The idea behind ArtistYear is to reduce inequity in arts education by making music and art classes more inclusive and accessible to all students. To this end, artist fellows work in schools that receive Title I funding to assist in meeting student’s educational goals. Title I is a federal aid program for schools that have a high percentage of children from low-income families.
“We're not exactly trying to make professional musicians or future symphony players or anything like that,” she said. “It's more about helping kids learn how to connect to music.”
And with the pandemic, Foran says, the work they’ve been doing with the schools feels even more crucial than before.
“The most important thing this year is just the kids' social and emotional health. And art is such an amazing tool for that sort of thing,” she said. “We're just trying to connect with kids, make them feel important, help them express themselves, and it’s really fun.”
While pivoting to virtual music classes came with its own set of challenges including the lack of reliable internet access, the move also had an unexpected silver lining.
“I really think that going online has helped us to limit that gap and reach more kids than ever before,” Foran said. “There's not really a barrier of space or transportation. I can just sorta bring the music directly to them.”
Aspen Music Festival and School also provides things like instrument scholarships for students.

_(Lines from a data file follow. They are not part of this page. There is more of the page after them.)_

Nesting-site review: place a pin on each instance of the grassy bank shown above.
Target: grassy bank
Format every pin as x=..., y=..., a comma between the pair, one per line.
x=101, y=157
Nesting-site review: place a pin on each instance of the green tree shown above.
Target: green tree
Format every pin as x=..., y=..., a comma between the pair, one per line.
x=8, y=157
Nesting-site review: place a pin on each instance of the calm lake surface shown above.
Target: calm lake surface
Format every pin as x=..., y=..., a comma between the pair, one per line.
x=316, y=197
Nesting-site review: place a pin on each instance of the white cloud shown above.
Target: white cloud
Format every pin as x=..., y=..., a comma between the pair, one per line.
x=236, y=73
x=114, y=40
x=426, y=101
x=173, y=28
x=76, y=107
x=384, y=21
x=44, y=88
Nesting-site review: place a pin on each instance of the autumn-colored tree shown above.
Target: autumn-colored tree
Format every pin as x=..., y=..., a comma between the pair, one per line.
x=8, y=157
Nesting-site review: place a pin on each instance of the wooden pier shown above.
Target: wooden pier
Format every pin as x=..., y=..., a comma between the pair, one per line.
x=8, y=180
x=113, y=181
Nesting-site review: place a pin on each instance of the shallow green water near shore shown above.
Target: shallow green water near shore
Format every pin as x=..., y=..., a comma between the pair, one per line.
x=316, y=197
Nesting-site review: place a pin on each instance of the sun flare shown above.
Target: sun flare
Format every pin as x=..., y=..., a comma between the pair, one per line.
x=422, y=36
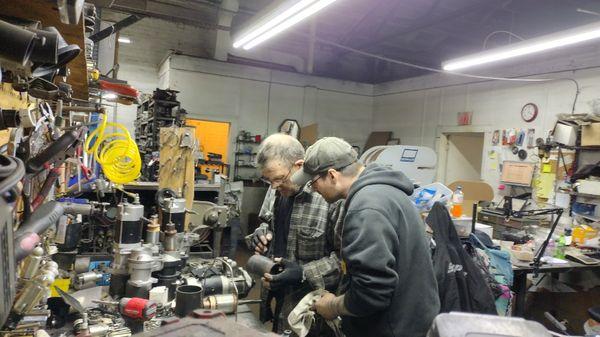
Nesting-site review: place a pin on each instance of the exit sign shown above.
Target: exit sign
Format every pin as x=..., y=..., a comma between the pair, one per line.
x=464, y=118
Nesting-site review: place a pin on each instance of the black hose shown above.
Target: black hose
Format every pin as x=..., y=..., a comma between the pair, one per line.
x=62, y=144
x=12, y=170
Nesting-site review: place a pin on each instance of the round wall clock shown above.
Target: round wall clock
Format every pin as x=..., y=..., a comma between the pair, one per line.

“I don't think they've ever turned away a student because of the cost prohibiting them from taking a class,” Foran said. “So whether that's tuition or buying an instrument, we make sure that everybody can play.”

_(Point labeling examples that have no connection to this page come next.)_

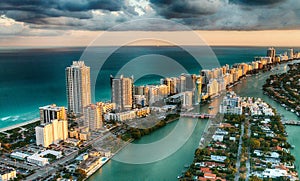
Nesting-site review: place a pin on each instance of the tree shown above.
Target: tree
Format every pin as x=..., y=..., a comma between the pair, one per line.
x=255, y=178
x=254, y=143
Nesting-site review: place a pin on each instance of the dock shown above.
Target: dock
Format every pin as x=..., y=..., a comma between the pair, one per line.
x=198, y=115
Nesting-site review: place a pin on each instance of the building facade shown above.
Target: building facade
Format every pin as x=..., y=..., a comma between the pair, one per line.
x=51, y=112
x=93, y=116
x=121, y=92
x=51, y=133
x=78, y=87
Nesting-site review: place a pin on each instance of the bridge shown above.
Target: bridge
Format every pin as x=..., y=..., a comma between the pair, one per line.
x=198, y=115
x=291, y=122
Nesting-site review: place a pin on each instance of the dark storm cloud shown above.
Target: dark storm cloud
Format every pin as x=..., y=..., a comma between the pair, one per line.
x=257, y=2
x=196, y=14
x=184, y=8
x=34, y=11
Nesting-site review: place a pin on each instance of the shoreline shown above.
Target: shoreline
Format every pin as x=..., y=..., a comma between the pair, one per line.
x=19, y=125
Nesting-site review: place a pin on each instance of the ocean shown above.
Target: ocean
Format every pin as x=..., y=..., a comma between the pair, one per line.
x=30, y=78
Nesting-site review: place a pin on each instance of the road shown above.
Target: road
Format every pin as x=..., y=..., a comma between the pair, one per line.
x=54, y=167
x=248, y=166
x=238, y=162
x=19, y=125
x=18, y=164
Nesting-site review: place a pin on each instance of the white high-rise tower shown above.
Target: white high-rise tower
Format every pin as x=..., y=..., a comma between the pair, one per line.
x=78, y=87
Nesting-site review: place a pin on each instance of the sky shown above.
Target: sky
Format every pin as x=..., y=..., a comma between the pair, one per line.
x=218, y=22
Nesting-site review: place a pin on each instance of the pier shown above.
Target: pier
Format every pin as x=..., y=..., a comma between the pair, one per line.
x=198, y=115
x=291, y=122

Foran says the program is one of an increasing number of student-focused music and arts initiatives popping up in the Valley.
“I can say from growing up here, just the difference in 10 years that I've seen with the amount of arts programming and music exposure that kids are getting,” she said. “I think it's making a huge difference.”

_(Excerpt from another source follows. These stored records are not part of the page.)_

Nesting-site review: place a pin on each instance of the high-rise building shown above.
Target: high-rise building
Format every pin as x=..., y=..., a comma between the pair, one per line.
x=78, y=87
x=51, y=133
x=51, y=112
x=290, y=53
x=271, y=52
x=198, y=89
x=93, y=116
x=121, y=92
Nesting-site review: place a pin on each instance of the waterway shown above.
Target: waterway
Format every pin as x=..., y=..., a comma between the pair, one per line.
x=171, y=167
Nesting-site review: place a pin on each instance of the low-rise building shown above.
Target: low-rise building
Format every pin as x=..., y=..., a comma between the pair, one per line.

As the school year comes to a close, Foran says she and the other artist fellows are grateful for the connections they made in the Roaring Fork Valley, including with each other. In addition to their regular teaching duties, this year’s string players decided to get together and start their own musical group called the “Sopris Quartet.”
“There are six of us fellows here doing work in the schools and arts classrooms and four of us happened to be string players,” Foran said. “We were the perfect instrumentation for a string quartet so we just started playing together and had a lot of fun.”
In the all-women group, Foran plays the viola, Emily Acri and Delaney Meyers play the violin, and Jeanette Adams is on the double bass.
“We play everything from jazz and folk music to Haydn quartets, basically whatever we feel like playing,” Foran said.
While they haven’t been able to hold any in-person concerts yet, the Sopris Quartet recently performed on Grassroots TV as part of the Basalt Library’s “Music From the Library” -- a virtual program created to keep music alive during the pandemic.
“We played all music by black composers,” Foran said of the performance in early February. “That was a really great opportunity for us to learn some new music and release a concert for the community.”
The quartet’s upcoming concert “Music From the Library: Spring for Sopris Strings” will be aired on GrassRoots TV Thursday evening, and will be available on the Basalt Library website after the broadcast. The performance will open with a group of folk songs from Norway, Sweden, and Denmark followed by several Italian and American songs. The well known bolero from Mexico, 'Besame Mucho', will close the concert.
“Their performance as a group represents true ensemble,” said the library’s music program coordinator, Charlotte McLain. “They sound so seasoned for a quartet that has existed only an academic year.”
Sopris Quartet will also be performing on Friday night at Steve’s Guitars in Carbondale. The live broadcast will be available on Grassroots TV and on the station’s website.